1. Sole Proprietorship - A sole proprietorship is any business that is owned and ran by the same individual. There is not a difference between the owner and the business. The owner IS the business. The advantages of this include the owner retaining all profits and being in direct control of all elements of the business. The disadvantages of this are that the owner is entirely responsible for debts, loans, losses, and this form of business cannot include a partner or co-owner.

Liability: Since the owner IS the business, liability is unlimited for the owner. They are responsible for all debts. This also puts personal assets in line of creditors. A sole proprietor could get wiped out with one large personal lawsuit and lose everything.

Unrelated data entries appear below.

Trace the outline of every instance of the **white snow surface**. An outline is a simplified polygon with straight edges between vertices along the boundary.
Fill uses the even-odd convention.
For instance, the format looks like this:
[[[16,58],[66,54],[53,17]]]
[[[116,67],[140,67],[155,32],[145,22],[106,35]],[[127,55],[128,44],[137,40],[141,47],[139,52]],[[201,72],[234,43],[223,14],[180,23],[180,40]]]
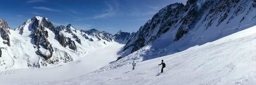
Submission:
[[[117,53],[124,45],[113,42],[90,51],[76,61],[42,69],[23,69],[0,72],[0,85],[27,84],[76,77],[98,69],[116,60]]]
[[[6,76],[11,79],[11,78],[18,76],[12,74],[13,73],[10,72],[10,74],[1,75],[0,76],[1,78],[3,78],[3,76],[6,76],[4,77],[5,79],[4,80],[0,82],[0,84],[256,84],[256,26],[212,42],[190,47],[182,52],[140,62],[139,57],[136,56],[136,54],[143,54],[144,52],[149,51],[153,52],[154,50],[147,50],[150,47],[145,47],[123,58],[122,59],[129,59],[127,60],[130,61],[126,62],[126,65],[116,67],[115,69],[99,71],[105,69],[105,67],[77,77],[47,82],[43,81],[43,79],[38,79],[38,81],[33,83],[29,83],[31,81],[26,79],[30,77],[24,77],[24,81],[21,83],[14,82],[13,80],[7,81]],[[106,48],[108,49],[109,48]],[[102,53],[99,55],[106,54]],[[91,54],[96,54],[94,53]],[[158,65],[161,63],[162,60],[165,62],[166,67],[164,68],[163,73],[158,74],[157,73],[161,70],[161,66]],[[135,70],[132,71],[130,64],[133,60],[138,62]],[[95,63],[98,62],[99,61],[95,61]],[[111,63],[111,65],[114,65],[115,63],[117,62]],[[93,63],[90,64],[94,65]],[[59,67],[63,67],[62,68],[64,68],[65,66]],[[56,68],[48,69],[53,70]],[[48,70],[45,69],[46,69],[42,70]],[[19,72],[21,71],[18,70],[15,72],[18,74],[21,73]],[[30,73],[29,71],[26,72]],[[52,71],[51,71],[51,72]],[[42,74],[47,72],[44,71],[40,72],[42,72],[40,74]],[[65,74],[69,74],[69,73],[72,73]],[[65,74],[62,74],[58,78],[61,79],[65,76]]]

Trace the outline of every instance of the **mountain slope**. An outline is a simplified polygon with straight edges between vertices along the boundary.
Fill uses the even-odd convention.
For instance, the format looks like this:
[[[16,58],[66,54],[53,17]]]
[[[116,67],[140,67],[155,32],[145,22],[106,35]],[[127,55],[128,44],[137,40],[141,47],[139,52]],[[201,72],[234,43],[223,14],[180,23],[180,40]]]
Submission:
[[[0,71],[63,65],[115,43],[105,32],[79,31],[70,24],[55,28],[48,18],[40,16],[14,30],[1,19],[0,25]]]
[[[137,63],[134,71],[127,64],[104,72],[96,71],[70,79],[40,84],[255,85],[256,48],[255,26],[182,52]],[[158,74],[161,66],[158,64],[161,60],[166,67],[163,73]]]
[[[123,51],[132,53],[151,45],[159,52],[175,53],[212,41],[256,24],[256,1],[250,0],[189,0],[185,5],[170,4],[141,27]]]

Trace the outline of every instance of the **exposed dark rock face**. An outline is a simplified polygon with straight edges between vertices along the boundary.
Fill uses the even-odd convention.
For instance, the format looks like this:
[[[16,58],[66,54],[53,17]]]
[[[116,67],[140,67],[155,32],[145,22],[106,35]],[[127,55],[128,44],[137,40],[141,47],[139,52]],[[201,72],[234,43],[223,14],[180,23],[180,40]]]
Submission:
[[[130,33],[123,32],[120,30],[117,33],[114,35],[114,37],[116,40],[127,41],[130,38]]]
[[[69,45],[69,47],[71,49],[73,50],[76,50],[76,46],[75,45],[75,41],[71,40],[69,37],[68,37],[68,44]]]
[[[7,22],[1,19],[0,19],[0,34],[1,37],[5,41],[3,41],[4,44],[7,44],[10,46],[10,39],[9,35],[10,34],[9,30],[10,28],[8,27]]]
[[[98,40],[101,40],[101,39],[106,40],[109,42],[112,41],[113,36],[112,35],[105,31],[100,32],[95,29],[93,29],[88,31],[81,30],[81,32],[84,32],[88,35],[95,36],[98,39]]]
[[[65,37],[61,32],[59,32],[58,35],[58,39],[59,44],[63,47],[66,47],[68,45],[69,48],[71,49],[77,49],[75,42],[71,40],[70,38]]]
[[[115,61],[116,62],[116,61],[118,61],[118,60],[120,60],[120,59],[121,58],[123,58],[122,57],[117,57],[117,59],[116,59],[116,60]]]
[[[89,39],[89,37],[88,37],[88,36],[86,36],[86,34],[84,34],[83,36],[84,37],[84,38],[85,38],[85,39]]]
[[[198,28],[204,28],[204,30],[202,31],[204,31],[209,28],[217,28],[216,27],[222,24],[226,25],[232,20],[236,21],[236,23],[237,21],[240,22],[238,24],[240,25],[243,24],[242,22],[245,19],[251,18],[252,21],[256,18],[255,14],[252,16],[254,16],[254,17],[248,17],[255,13],[255,0],[200,1],[202,1],[189,0],[186,5],[176,3],[160,10],[128,40],[123,51],[131,48],[132,49],[131,53],[133,52],[155,42],[157,39],[167,33],[173,36],[170,40],[174,43],[182,38],[186,38],[184,36],[188,36],[187,34],[191,31]],[[239,20],[234,19],[240,18]]]
[[[59,33],[58,34],[58,40],[62,46],[65,48],[67,47],[68,42],[66,40],[66,37],[63,35],[63,33]]]
[[[55,29],[55,30],[56,30],[55,31],[56,34],[58,34],[60,31],[65,31],[64,32],[68,33],[72,35],[73,35],[72,37],[76,39],[75,41],[77,42],[77,43],[81,44],[81,39],[79,39],[78,37],[77,37],[77,36],[73,32],[74,31],[76,33],[76,30],[73,27],[71,24],[69,24],[66,27],[63,26],[60,26],[56,27]]]
[[[50,29],[54,29],[52,23],[48,21],[46,18],[34,16],[30,19],[27,20],[24,24],[16,29],[20,30],[20,34],[22,35],[24,26],[26,24],[31,23],[31,29],[32,30],[31,38],[34,41],[35,47],[38,49],[37,53],[47,60],[52,56],[54,51],[52,45],[48,41],[48,32],[45,29],[47,28]],[[37,66],[36,65],[35,65]]]
[[[46,60],[45,61],[40,62],[42,66],[47,66],[48,65],[57,65],[60,63],[64,62],[67,63],[73,61],[73,58],[68,53],[65,51],[60,50],[56,48],[53,48],[55,54],[60,54],[60,55],[56,56],[52,60]],[[33,65],[33,66],[37,68],[40,68],[39,63],[36,63]]]
[[[91,38],[90,38],[89,39],[89,40],[90,41],[93,41],[93,39],[92,39]]]

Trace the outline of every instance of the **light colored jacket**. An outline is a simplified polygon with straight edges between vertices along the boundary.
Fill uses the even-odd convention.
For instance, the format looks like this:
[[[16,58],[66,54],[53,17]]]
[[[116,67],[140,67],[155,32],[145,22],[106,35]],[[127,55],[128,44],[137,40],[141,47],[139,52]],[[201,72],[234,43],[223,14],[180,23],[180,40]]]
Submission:
[[[136,63],[135,62],[132,63],[132,65],[136,65]]]

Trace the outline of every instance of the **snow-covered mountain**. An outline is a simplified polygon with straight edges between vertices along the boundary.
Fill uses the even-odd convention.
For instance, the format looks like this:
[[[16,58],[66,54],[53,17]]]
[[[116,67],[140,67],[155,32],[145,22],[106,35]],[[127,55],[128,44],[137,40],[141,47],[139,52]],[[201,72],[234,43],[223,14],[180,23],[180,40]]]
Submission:
[[[48,18],[39,16],[14,30],[2,19],[0,25],[1,71],[62,65],[106,47],[114,39],[95,29],[79,31],[70,24],[55,28]]]
[[[133,36],[136,33],[133,32],[131,34],[130,33],[123,32],[120,30],[114,35],[115,40],[117,42],[121,42],[125,43],[127,42],[128,40]]]
[[[97,72],[182,52],[255,26],[256,8],[256,1],[250,0],[189,0],[186,5],[169,5],[128,40],[123,58]]]
[[[189,0],[186,5],[170,4],[141,27],[123,51],[132,53],[151,45],[159,52],[180,52],[212,41],[256,24],[255,8],[256,1],[251,0]]]

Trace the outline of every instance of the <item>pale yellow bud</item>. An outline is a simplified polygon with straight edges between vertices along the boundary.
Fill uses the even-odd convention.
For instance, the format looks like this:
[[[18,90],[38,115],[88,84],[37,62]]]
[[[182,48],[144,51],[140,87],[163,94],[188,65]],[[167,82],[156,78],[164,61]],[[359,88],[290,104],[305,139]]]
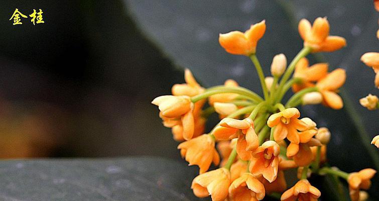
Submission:
[[[271,74],[275,76],[282,76],[287,67],[287,58],[283,54],[275,55],[271,63]]]
[[[359,201],[366,201],[368,198],[368,193],[367,192],[360,190],[359,191]]]
[[[317,134],[316,134],[316,139],[319,140],[321,144],[326,145],[330,141],[330,132],[329,129],[322,127],[318,129]]]
[[[267,89],[269,89],[269,91],[271,90],[271,87],[273,86],[273,84],[274,83],[274,77],[271,76],[268,76],[265,78],[265,83],[266,83],[266,86],[267,86]],[[275,88],[278,87],[278,84],[276,84],[276,86],[275,86]]]
[[[322,102],[322,95],[317,91],[310,92],[303,95],[301,100],[303,105],[319,104]]]
[[[360,98],[359,103],[369,110],[374,110],[378,108],[378,100],[377,96],[369,94],[367,96]]]
[[[317,129],[316,128],[316,127],[317,126],[317,125],[316,124],[316,123],[310,118],[309,118],[308,117],[304,117],[304,118],[302,118],[301,120],[303,122],[307,124],[307,129],[308,130]]]
[[[214,110],[221,115],[229,115],[238,110],[234,104],[216,102],[213,104]]]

Income taxes: Taxes for the business are processed as the owner's personal business, which is usually higher compared to other business tax rates.

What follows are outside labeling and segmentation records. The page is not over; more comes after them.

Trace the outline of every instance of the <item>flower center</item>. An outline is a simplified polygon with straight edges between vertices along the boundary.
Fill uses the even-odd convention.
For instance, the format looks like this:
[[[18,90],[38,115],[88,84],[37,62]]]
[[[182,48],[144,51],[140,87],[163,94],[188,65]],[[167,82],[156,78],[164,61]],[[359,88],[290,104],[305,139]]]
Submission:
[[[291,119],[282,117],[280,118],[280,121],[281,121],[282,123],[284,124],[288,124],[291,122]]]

Longevity: This is based on initial work done by the owner when the business is started. It can depend on how the owner finances the business. Typical funding for this type of business is just a personal loan.
Control: Owner is 100% in control of everything with the business and does not have to consult with anyone else prior to making important decisions
Profit retention: Since the owner retains 100% of the profits, the returns on investments can be whatever the owner wishes at any given time. The owner can retain an entires months profits for investment purposes, or pocket the entire months profits if he/she so choses.
Expansion: One of the downfalls of this type of business is that the owner is not legally allowed to bring in a partner or co-owner, so expansion is quite limited. An owner may sell assests associated with the business (aka personal assests), but if the owner dies, the entire business will not continue.